1 luglio 2026 – La Casa Bianca ha scelto Avi Loeb, astronomo di Harvard noto per le sue teorie audaci sulle visite aliene, per guidare un nuovo consiglio scientifico consultivo incaricato di valutare i rischi per la sicurezza nazionale legati agli UFO. Il team di Loeb risponderà a un comitato della Casa Bianca dedicato al tema, oggi indicato più spesso con la sigla UAP, fenomeni anomali non identificati.
Chi è Avi Loeb, il nuovo responsabile del progetto
Loeb, cosmologo con studi alle spalle sui buchi neri, ha diretto il dipartimento di astronomia di Harvard fino al 2020. Il suo gruppo dovrà indagare sull’origine di sfere misteriose e altri oggetti segnalati negli ultimi anni dal personale militare statunitense. L’incarico si inserisce nella strategia del presidente Donald Trump, che punta a declassificare un maggior numero di documenti riservati sul tema.
“È come una storia investigativa. È molto divertente, purché non si presti troppa attenzione ai critici“, ha dichiarato Loeb in un’intervista, descrivendo così il proprio approccio al nuovo incarico.
La ricerca di Loeb sulla vita extraterrestre
Da un decennio l’astronomo scandaglia cieli e oceani alla ricerca di prove di vita intelligente extraterrestre.
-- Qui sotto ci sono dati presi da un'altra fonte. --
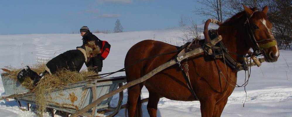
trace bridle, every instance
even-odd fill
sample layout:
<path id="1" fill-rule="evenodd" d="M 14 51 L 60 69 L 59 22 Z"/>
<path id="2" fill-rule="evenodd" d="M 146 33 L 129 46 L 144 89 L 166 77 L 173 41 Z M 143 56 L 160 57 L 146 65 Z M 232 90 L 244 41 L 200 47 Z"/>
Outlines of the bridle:
<path id="1" fill-rule="evenodd" d="M 248 18 L 247 17 L 246 21 L 245 21 L 244 24 L 244 27 L 245 28 L 244 30 L 245 31 L 245 33 L 246 32 L 247 33 L 247 35 L 249 37 L 249 38 L 252 42 L 254 47 L 252 48 L 252 49 L 254 50 L 253 54 L 254 55 L 259 55 L 261 54 L 261 51 L 264 51 L 264 49 L 277 45 L 277 42 L 276 41 L 276 39 L 274 38 L 270 38 L 262 40 L 259 41 L 257 41 L 255 39 L 253 31 L 250 27 L 250 24 L 249 20 L 250 18 L 252 16 L 253 14 L 256 12 L 257 11 L 257 10 L 256 10 L 253 11 L 252 13 L 252 14 Z M 274 41 L 273 41 L 272 42 L 267 43 L 264 44 L 259 44 L 259 43 L 270 40 Z M 265 56 L 267 56 L 265 52 L 262 52 L 262 54 L 264 54 L 264 55 Z M 267 60 L 269 61 L 268 60 Z"/>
La sua ricerca è iniziata nel 2017, quando la comunità scientifica si interrogava su un misterioso oggetto interstellare passato nei pressi della Terra. Mentre altri ricercatori sostenevano si trattasse di una cometa o di un frammento di ghiaccio, Loeb ha ipotizzato che potesse trattarsi di una sottile “vela solare” staccatasi da una navicella aliena, rilanciando un dibattito che negli ambienti accademici non si è mai del tutto sopito.
Un tema che entra nell’agenda della sicurezza nazionale
La nomina di Loeb arriva in un momento in cui il fenomeno UFO ha acquisito un’inedita legittimità istituzionale negli Stati Uniti. Il coinvolgimento diretto della Casa Bianca segna un cambio di passo rispetto al passato, quando la questione veniva trattata quasi esclusivamente come materia di nicchia. Resta da vedere quali strumenti scientifici e quali criteri di verifica adotterà il nuovo consiglio guidato da una figura controversa ma capace di attirare l’attenzione pubblica su un tema a lungo relegato ai margini del dibattito scientifico ufficiale.